State regulators said they sounded alarms about the condition of Great Basin Bank in mid-2008 after an examination found the bank was involved in complex, volatile loan transactions without sufficient oversight or understanding of the risks that were involved.

"Loan administration practices remain critically deficient," said George Burns, commissioner of the Financial Institutions Division, in the order closing the bank 10 days ago.

Burns said earnings at the bank were so weak it lost $11.6 million in the fourth quarter of last year that Great Basin couldn't weather even a mild financial storm.

The bank's executives signed a memorandum of understanding with the state on July 31 in which they promised to clean up the institution.

They weren't able to resolve the problems, and state regulators issued a cease-and-desist order requiring better management about a week before they closed Great Basin Bank.

All those discussions between the banks and regulators were confidential to prevent a run on the bank.

In his order closing the institution, Burns said Great Basin was "critically undercapitalized" and didn't have any viable way of rebuilding its capital. Great Basin executives had talked with Nevada State Bank late last year about a possible acquisition of the Elko-based bank. Nevada State Bank took a close look, but decided to walk away, said Erich Bollinger, executive vice president and chief corporate banking officer for Nevada State Bank.

But that work helped Nevada State move quickly to acquire Great Basin when regulators put it on the block. Nevada State paid a $4.86 million premium to acquire the bank, which had $220 million in deposits and $238 million in assets including the loan portfolio when it was closed.

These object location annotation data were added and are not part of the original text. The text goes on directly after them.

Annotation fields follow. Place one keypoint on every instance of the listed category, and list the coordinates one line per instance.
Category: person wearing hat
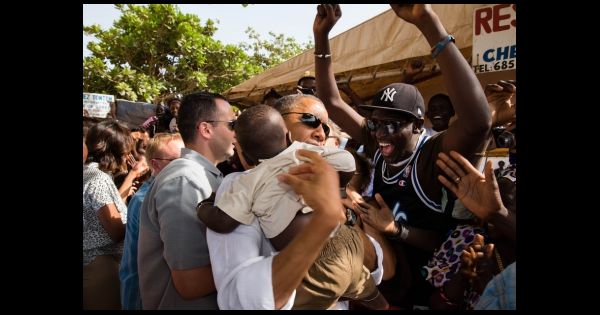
(414, 211)
(271, 97)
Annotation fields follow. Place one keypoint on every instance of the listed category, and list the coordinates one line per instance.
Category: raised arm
(339, 111)
(474, 121)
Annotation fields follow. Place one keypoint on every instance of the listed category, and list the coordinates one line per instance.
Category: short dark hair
(288, 102)
(256, 124)
(196, 107)
(271, 93)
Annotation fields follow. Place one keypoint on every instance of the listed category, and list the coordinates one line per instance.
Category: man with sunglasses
(305, 117)
(174, 264)
(283, 217)
(405, 174)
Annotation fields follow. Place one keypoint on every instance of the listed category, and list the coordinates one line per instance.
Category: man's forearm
(291, 265)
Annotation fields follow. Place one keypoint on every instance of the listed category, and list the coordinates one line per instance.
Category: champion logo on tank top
(407, 171)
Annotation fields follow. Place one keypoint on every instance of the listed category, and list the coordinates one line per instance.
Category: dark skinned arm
(216, 219)
(340, 112)
(318, 183)
(470, 130)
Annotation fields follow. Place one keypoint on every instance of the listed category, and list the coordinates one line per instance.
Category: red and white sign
(97, 105)
(495, 38)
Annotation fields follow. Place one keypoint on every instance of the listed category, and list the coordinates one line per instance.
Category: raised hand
(380, 218)
(327, 16)
(413, 13)
(477, 264)
(479, 193)
(499, 97)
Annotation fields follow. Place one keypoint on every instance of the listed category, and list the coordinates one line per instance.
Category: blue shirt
(500, 293)
(128, 273)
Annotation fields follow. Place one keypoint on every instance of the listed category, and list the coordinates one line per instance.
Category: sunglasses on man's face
(311, 121)
(310, 91)
(391, 126)
(230, 123)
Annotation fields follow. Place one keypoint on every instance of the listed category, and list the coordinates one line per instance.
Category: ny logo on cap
(388, 94)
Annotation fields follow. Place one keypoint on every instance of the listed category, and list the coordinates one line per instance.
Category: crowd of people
(205, 208)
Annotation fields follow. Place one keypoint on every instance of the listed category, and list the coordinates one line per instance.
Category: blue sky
(293, 20)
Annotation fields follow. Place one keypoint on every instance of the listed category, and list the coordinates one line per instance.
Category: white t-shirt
(258, 193)
(242, 265)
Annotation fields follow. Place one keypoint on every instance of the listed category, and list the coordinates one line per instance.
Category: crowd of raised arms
(306, 201)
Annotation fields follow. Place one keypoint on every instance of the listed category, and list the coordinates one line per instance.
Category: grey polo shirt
(171, 235)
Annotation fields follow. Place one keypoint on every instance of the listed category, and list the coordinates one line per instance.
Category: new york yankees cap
(399, 97)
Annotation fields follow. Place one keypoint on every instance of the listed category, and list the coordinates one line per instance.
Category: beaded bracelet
(322, 56)
(437, 49)
(445, 298)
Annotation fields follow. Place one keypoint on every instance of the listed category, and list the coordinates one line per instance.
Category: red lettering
(514, 22)
(500, 17)
(482, 18)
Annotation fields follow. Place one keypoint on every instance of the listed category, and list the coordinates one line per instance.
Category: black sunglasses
(310, 91)
(311, 121)
(391, 126)
(230, 123)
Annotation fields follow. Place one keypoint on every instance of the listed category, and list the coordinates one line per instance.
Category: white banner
(495, 38)
(97, 105)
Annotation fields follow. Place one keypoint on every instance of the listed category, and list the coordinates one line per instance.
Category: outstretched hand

The FDIC is shouldering some of the risk as Nevada State Bank works out troubled loans including the participation by Great Basin Bank in highly specialized lending to out-of-state borrowers. The FDIC will pay 80 percent of the first $40 million in credit losses on the Great Basin portfolio and will pay 95 percent on any losses above $40 million.

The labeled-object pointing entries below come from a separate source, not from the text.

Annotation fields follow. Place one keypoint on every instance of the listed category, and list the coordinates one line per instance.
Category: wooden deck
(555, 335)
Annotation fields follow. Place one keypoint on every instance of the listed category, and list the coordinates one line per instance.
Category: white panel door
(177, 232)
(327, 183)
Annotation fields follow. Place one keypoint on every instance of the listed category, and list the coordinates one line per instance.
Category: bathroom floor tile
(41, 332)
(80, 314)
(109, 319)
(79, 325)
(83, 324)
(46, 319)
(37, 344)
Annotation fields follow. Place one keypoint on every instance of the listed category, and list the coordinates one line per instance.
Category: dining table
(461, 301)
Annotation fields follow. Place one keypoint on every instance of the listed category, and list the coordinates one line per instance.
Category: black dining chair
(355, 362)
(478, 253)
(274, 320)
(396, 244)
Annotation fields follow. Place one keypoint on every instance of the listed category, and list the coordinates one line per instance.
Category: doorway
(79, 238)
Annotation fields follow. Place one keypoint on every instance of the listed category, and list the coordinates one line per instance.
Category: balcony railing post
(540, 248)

And one of the first steps taken by Nevada State Bank will be much stronger discipline on loan underwriting and risk management, said Kevin Sullivan, northern Nevada administrator and executive vice president of Nevada State Bank.

"We will not be doing any more participations out of state," Sullivan said flatly.

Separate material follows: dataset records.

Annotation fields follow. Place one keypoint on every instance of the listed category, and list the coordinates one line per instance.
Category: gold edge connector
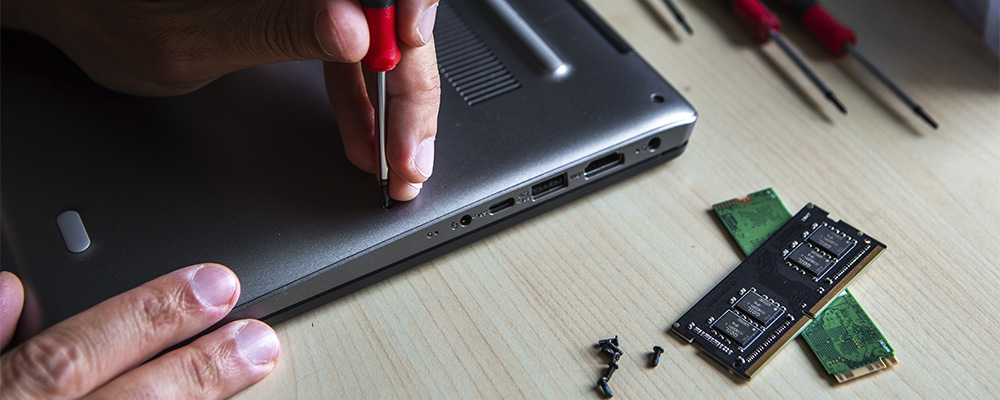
(874, 367)
(778, 345)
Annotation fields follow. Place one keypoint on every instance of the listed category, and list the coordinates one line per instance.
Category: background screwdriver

While Nevada State Bank faces challenges in working out Great Basin's loan portfolio, Bollinger said the company saw the acquisition of the failed bank as a way to quickly build its presence in northeastern Nevada.

Great Basin operated branches in Elko, Spring Creek, Winnemucca and Fallon. With the exception of Elko, those are new markets for Nevada State Bank, which had 54 branches in the state before the acquisition.

Shareholders of publicly held Great Basin Financial Corp., the bank's parent, had run to the exits even before state regulators closed the bank.

The holding company's shares, which had traded for as much at $11 in mid-2006, were at 30 cents when the bank was closed. Even after the bank failed, the shares were trading around 4 cents a share on light volume.

The acquisition marks the second time in recent months that Nevada State Bank has stepped in to purchase a failed institution.

It acquired the insured deposits of Silver State Bank in southern Nevada last autumn.

The failure of Great Basin Bank is the second within 12 months in northern Nevada. Reno-based First National Bank of Nevada failed in late July. Mutual of Omaha Bank purchased the failed bank's deposits.